The mayor did not answer whether a surveillance video of the actual incident was recovered, citing the open investigation. She also did not answer whether the shooter should be identified.
When FOX 5 asked what her message to the community is, the mayor said, "My message is anytime, for any reason, that there is a public safety concern, residents should call 911."
Ebonie Pervis recalls seeing Karon Blake on the football field. The 13-year-old went to school with Pervis' son and nephew.
"I look at that like that could’ve easily been my son," Pervis said. "What if my child was walking up here picking up his sister from school and then maybe someone confused him for messing with their car when not knowing maybe he was tying his sister's shoe? You know it’s really heartbreaking. Sure, we need to do something about violence in D.C. but we have to ask ourselves what measures are we taking?"
Brookland Middle School is mourning the loss of Karon. The school held a staff gathering for him on Monday. And a school letter sent to parents remembered the 6th grader as "quiet" and "inquisitive" and that he loved fashion and football.
A staff member from Brookland Middle School, who requested anonymity, described Karon as "the kid everybody rooted for." She said he was known to tell teachers he loved them and was like a big brother to younger students.
Advisory Neighborhood Commissioner Colleen Costello, who represents the area where the shooting happened, said she's also learned more about Karon from school staff.
"He was charismatic and charming in a sweet and genuine way, and he also loved fashion and football," Costello said. "He was a good kid, never got into a fight at school. He was never suspended. And he leaves behind his mom and three younger siblings who he helped to get to and from school every day."
George Lyon Jr., a D.C. concealed carry permit instructor and attorney with Arsenal Attorneys, tells FOX 5 that confronting someone breaking into your vehicle is exactly what he teaches against in his concealed carry classes. He says you have a right to confront someone, but not kill someone over property.
"You’re not legally justified in using deadly force to stop a property crime," Lyon said. "So that’s an issue that we have here. However, might it have been justified in that circumstance, so let’s think about where that might occur. Let’s say that it’s a situation that you’re confronting somebody, you’ve got your gun out to try and stop them, they advance on you and try to take the gun. Well if they try to take the gun, at that point they are committing an armed act, very similar to what happened with the Zimmerman case, where Zimmerman said that Martin attempted to grab Zimmerman’s gun. Or the Kyle Rittenhouse case, where the first person Rittenhouse shot attempted to grab Rittenhouse’s gun."

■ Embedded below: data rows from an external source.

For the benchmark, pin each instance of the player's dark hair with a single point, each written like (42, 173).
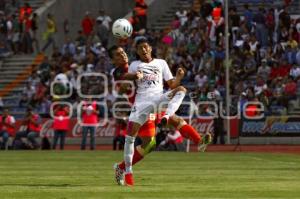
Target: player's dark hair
(140, 41)
(111, 51)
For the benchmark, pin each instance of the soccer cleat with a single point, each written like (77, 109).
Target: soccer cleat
(119, 174)
(129, 179)
(206, 140)
(163, 121)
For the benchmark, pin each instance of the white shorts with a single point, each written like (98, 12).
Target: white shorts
(147, 104)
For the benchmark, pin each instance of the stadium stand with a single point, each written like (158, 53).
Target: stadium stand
(264, 51)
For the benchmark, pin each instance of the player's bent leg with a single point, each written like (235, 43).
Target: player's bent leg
(148, 144)
(133, 128)
(189, 132)
(186, 130)
(176, 96)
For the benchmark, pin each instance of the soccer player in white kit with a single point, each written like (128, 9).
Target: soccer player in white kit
(149, 75)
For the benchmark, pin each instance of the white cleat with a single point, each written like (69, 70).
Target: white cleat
(119, 174)
(206, 140)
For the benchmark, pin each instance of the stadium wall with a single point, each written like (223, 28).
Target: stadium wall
(74, 11)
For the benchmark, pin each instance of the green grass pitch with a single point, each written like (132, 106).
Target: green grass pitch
(85, 175)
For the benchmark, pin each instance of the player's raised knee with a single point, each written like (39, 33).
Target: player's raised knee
(181, 88)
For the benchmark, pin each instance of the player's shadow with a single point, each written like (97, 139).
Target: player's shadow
(42, 185)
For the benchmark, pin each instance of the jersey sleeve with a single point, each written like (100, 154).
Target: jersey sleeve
(118, 74)
(167, 75)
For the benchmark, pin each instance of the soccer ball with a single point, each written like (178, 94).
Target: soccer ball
(122, 28)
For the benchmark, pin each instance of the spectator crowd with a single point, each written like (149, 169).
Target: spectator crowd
(264, 54)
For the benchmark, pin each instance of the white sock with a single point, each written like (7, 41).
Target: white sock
(128, 153)
(175, 102)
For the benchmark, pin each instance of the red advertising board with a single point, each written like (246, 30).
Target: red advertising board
(201, 125)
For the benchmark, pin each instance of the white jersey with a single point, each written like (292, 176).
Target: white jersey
(154, 73)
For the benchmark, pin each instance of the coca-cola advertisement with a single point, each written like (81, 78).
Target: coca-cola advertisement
(108, 130)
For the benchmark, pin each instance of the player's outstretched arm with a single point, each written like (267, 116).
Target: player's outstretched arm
(133, 76)
(174, 83)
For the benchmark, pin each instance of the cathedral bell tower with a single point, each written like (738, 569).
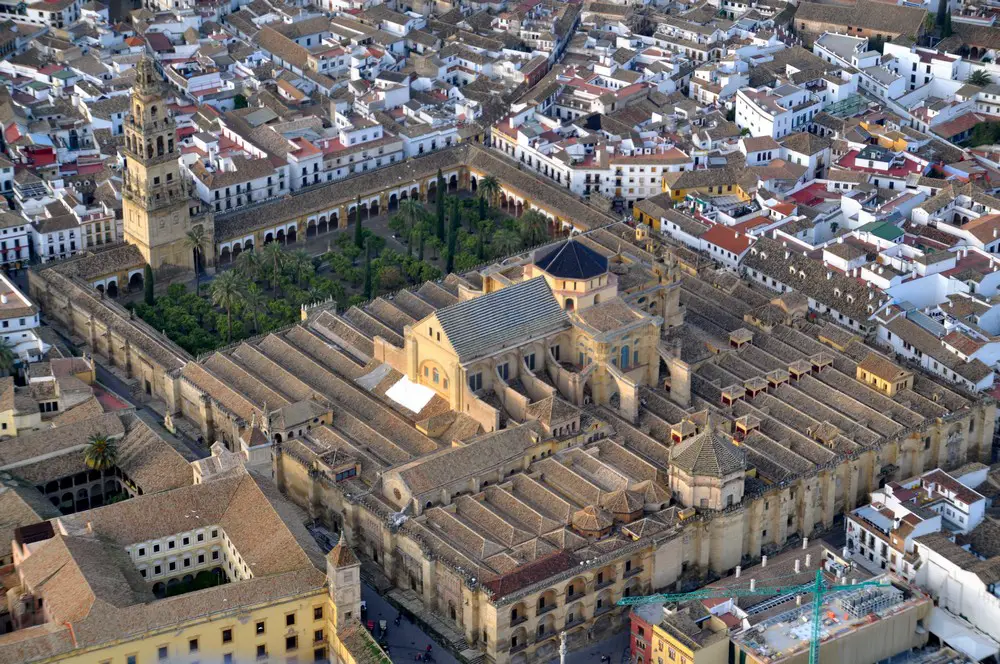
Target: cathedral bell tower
(160, 214)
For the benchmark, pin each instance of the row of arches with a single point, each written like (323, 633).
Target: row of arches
(189, 582)
(230, 253)
(86, 497)
(110, 287)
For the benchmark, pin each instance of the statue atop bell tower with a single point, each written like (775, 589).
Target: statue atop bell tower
(160, 213)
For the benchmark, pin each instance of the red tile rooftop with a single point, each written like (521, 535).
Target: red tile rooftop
(814, 194)
(746, 226)
(848, 161)
(108, 401)
(727, 239)
(973, 261)
(305, 148)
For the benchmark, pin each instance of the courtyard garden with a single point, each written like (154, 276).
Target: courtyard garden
(264, 290)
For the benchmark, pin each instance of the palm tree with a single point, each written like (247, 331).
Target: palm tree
(8, 358)
(195, 240)
(253, 300)
(505, 242)
(489, 188)
(534, 228)
(301, 263)
(272, 258)
(227, 291)
(248, 265)
(101, 453)
(980, 77)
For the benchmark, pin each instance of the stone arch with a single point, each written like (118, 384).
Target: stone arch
(545, 600)
(575, 614)
(578, 586)
(604, 601)
(434, 376)
(518, 638)
(518, 613)
(546, 625)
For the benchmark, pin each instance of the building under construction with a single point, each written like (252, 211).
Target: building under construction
(860, 626)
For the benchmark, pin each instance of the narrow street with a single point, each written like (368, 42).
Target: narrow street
(190, 449)
(407, 641)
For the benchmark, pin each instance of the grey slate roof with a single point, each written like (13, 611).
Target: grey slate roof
(509, 315)
(710, 453)
(573, 260)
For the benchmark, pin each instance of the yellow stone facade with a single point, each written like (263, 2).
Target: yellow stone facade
(158, 209)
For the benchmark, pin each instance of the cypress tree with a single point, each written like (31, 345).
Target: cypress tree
(439, 200)
(452, 236)
(358, 237)
(368, 269)
(147, 283)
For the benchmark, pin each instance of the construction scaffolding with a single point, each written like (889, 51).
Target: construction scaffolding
(870, 600)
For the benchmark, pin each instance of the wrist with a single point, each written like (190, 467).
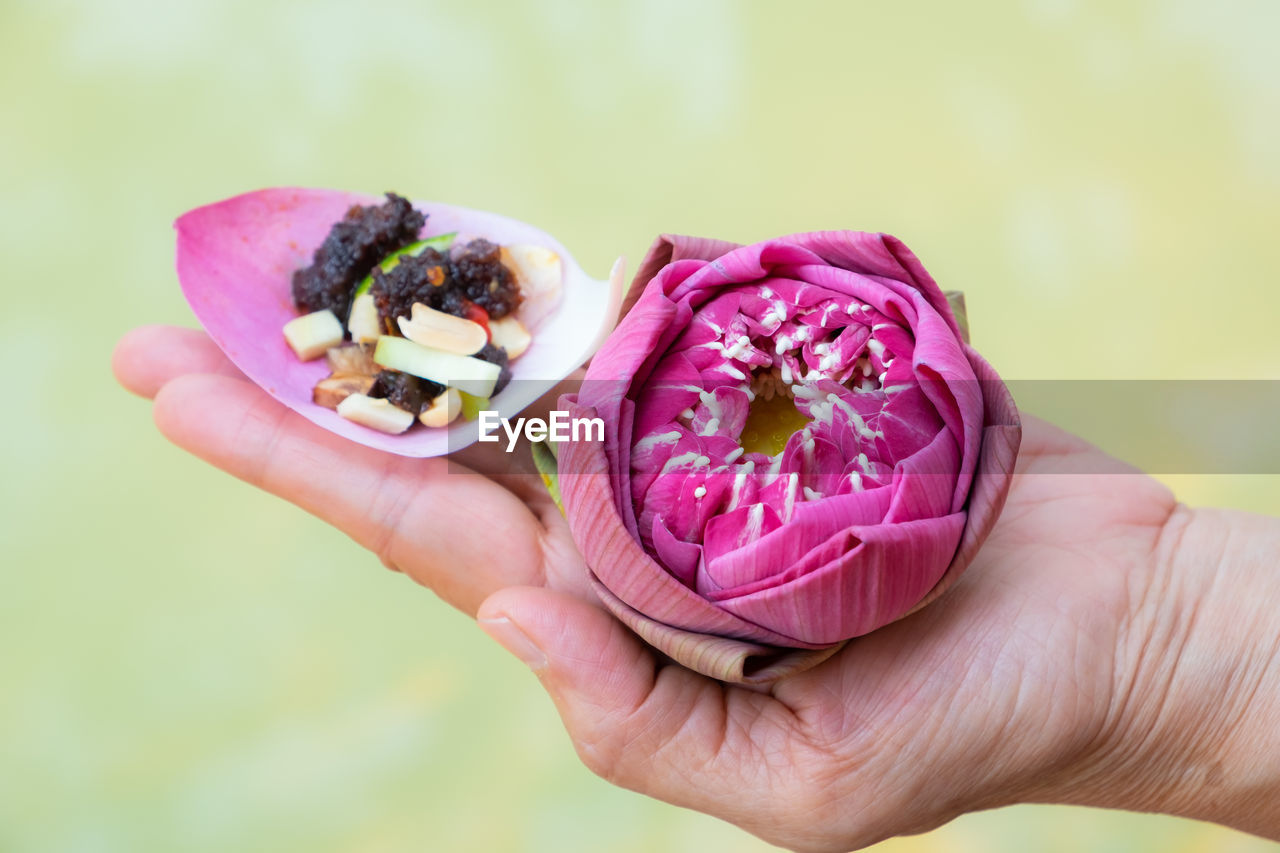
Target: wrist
(1196, 721)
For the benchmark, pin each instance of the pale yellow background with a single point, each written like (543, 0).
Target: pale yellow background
(190, 665)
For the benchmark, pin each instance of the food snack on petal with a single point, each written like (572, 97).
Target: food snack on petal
(238, 261)
(800, 447)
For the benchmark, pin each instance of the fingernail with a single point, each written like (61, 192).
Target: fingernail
(515, 641)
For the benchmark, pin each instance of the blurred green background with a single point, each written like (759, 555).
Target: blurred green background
(191, 665)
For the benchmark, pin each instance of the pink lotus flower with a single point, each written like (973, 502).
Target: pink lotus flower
(748, 564)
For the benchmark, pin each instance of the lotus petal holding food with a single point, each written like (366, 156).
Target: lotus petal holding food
(236, 259)
(895, 445)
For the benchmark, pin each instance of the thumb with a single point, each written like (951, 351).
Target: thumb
(624, 714)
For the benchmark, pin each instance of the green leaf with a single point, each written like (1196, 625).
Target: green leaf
(439, 243)
(544, 460)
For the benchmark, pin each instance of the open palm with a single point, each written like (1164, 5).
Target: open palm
(997, 692)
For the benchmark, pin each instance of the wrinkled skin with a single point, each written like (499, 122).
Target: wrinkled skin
(1043, 675)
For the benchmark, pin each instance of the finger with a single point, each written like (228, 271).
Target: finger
(147, 357)
(662, 730)
(449, 529)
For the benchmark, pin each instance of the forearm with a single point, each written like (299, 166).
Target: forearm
(1197, 730)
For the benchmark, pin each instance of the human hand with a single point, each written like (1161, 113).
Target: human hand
(1064, 666)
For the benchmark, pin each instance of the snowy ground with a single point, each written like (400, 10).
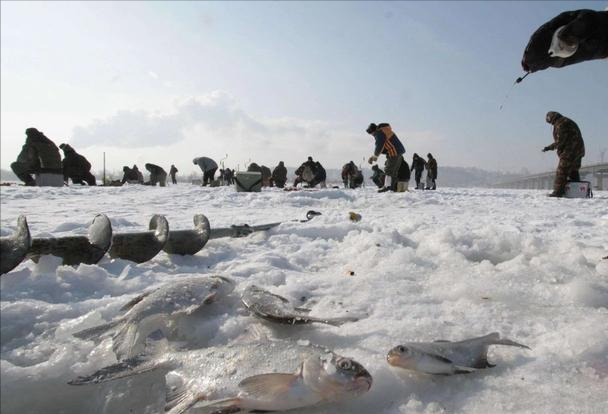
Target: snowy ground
(449, 264)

D.C. police reported Blake was unarmed. But details surrounding why he was fired remain scant. It's unclear, at the moment whether the shooter's car was among those allegedly being targeted.
"Whenever a kid is killed … it is a tragedy," Lyon said. "It may not be legally actionable depending upon what he did, that may have precipitated it, but it’s certainly a tragedy. And I got real problems with the concept of a 13-year-old who is out at four in the morning breaking into cars. That doesn’t say good things about where we are in terms of society."
In August 2021, D.C. Police reported Blake missing at least once. A source tells FOX 5 they do not believe the Department of Youth Rehabilitation Services was working with the 13-year-old.
FOX 5 has learned that his family is now planning a funeral.
Councilmember Parker is now hosting a community meeting at the Turkey Thicket Recreation Center planned for 7 p.m. Tuesday. He’s hoping to have community concerns and questions answered by police, and he hopes it will help begin the healing process. The mayor is also holding a meeting with school leaders on Wednesday to address juvenile crime in the District.